In the last blog, overview to cox proportional model and building Cox Regression Model using R are discussed.
In this blog, the focus is on cox proportional hazards model interpretation or how to interpret Cox Regression Model output in R.
Cox Regression in R
In survival package in R, coxph function can be used for building Cox Proportional Hazard Model.
cox.ph.m <- coxph(Surv(Time2Event, attrition)~CUSTOMER_AGE+MoB, data=wsurv.data)

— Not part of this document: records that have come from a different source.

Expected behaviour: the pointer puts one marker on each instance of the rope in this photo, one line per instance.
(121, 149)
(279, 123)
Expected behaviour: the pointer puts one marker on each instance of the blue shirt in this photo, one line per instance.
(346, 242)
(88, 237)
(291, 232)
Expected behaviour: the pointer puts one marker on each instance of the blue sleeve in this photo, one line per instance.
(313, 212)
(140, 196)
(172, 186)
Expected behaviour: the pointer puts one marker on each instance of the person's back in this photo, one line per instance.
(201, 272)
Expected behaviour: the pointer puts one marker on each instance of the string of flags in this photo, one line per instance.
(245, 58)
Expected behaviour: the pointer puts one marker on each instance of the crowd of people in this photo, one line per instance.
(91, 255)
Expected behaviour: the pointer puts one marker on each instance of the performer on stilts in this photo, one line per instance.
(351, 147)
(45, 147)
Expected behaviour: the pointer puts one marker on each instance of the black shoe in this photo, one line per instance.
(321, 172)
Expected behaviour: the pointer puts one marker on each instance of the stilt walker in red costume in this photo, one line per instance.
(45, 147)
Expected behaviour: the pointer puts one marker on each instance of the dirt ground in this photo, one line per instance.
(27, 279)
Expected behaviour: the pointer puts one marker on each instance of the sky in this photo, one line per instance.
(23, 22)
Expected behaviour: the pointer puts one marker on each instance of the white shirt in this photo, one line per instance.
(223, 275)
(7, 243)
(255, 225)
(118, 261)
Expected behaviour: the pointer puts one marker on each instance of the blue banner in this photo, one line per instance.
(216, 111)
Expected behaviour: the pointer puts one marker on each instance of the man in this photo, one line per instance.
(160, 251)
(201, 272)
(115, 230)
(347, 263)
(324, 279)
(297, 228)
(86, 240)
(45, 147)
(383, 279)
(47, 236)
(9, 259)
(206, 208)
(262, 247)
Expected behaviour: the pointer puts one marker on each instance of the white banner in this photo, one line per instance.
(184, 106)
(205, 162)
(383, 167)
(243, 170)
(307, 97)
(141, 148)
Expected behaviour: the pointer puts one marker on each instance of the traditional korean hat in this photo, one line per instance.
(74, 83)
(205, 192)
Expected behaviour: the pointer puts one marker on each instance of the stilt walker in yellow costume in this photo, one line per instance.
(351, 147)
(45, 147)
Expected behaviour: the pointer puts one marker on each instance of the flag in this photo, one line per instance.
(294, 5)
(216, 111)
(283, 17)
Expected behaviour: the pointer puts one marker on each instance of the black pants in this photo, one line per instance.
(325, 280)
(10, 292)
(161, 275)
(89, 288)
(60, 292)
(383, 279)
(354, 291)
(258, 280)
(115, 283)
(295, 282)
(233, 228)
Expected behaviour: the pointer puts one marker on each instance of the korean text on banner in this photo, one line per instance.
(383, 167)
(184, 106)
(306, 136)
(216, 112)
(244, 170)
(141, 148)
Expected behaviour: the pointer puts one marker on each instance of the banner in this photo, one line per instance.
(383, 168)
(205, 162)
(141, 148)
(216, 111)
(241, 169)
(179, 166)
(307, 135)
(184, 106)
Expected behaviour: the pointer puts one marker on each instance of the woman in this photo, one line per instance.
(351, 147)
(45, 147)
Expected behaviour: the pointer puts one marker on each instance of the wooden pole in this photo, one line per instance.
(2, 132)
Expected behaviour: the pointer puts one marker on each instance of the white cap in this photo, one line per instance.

summary(cox.ph.m ) ## Call: ## coxph(formula = Surv(Time2Event, attrition) ~ CUSTOMER_AGE + ## MoB, data = wsurv.data) ## ## n= 1957, number of events= 607 ## ## coef exp(coef) se(coef) z Pr(>|z|) ## CUSTOMER_AGE -0.00310 0.99690 0.00443 -0.7 0.48 ## MoB -0.27636 0.75854 0.01824 -15.2
The summary output gives information on formula used for the Cox Regression Model. Also, it gives sample information, in this sample size is 1957 observations and number of events(attrition) as 607.
Similar to other regression output, Cox Regression output has beta coefficient, standard error, statistics and P value.
Cox Regression has additional column for eb (exponentiation of beta coefficients).
Goodness of Fit Test for each variables is assess whether a variable is significant or not. It is done using Z statistics and its P Value.
For assessing overall Cox Regression Model, a few statistics are calculated and shown in the summary output.
Concordance : Similar to concordance level in logistic regression, concordance shows fraction of pairs in the sample, where the observations with the higher survival time has the higher probability of survival predicted by the model.
Rsquare : R2 is measure variance explained by the model under consideration.
Likelihood ratio test, Wald test and Score (logrank) test tests are using for testing Global Null Hypothesis Beta =0. In this example, P Value for each of these tests are 0, so the null hypothesis could not be accepted.
One of the great way to measure model predictive power is by comparing predicted vs actual results.
Prediction using Cox Regression
predict function can be used for finding out the predicted values using the Cox Model developed. In this example, same sample have been used for calculating predicted values.
If we want to find Hazard Probability, we can using the model we have built. Below function gives Hazard Probability
Now, we will discuss steps to get values using R.
type=“lp” calculate linear predicted (xb). We can then use the baseline probability for a time and do the exponential transformation of linear prediction.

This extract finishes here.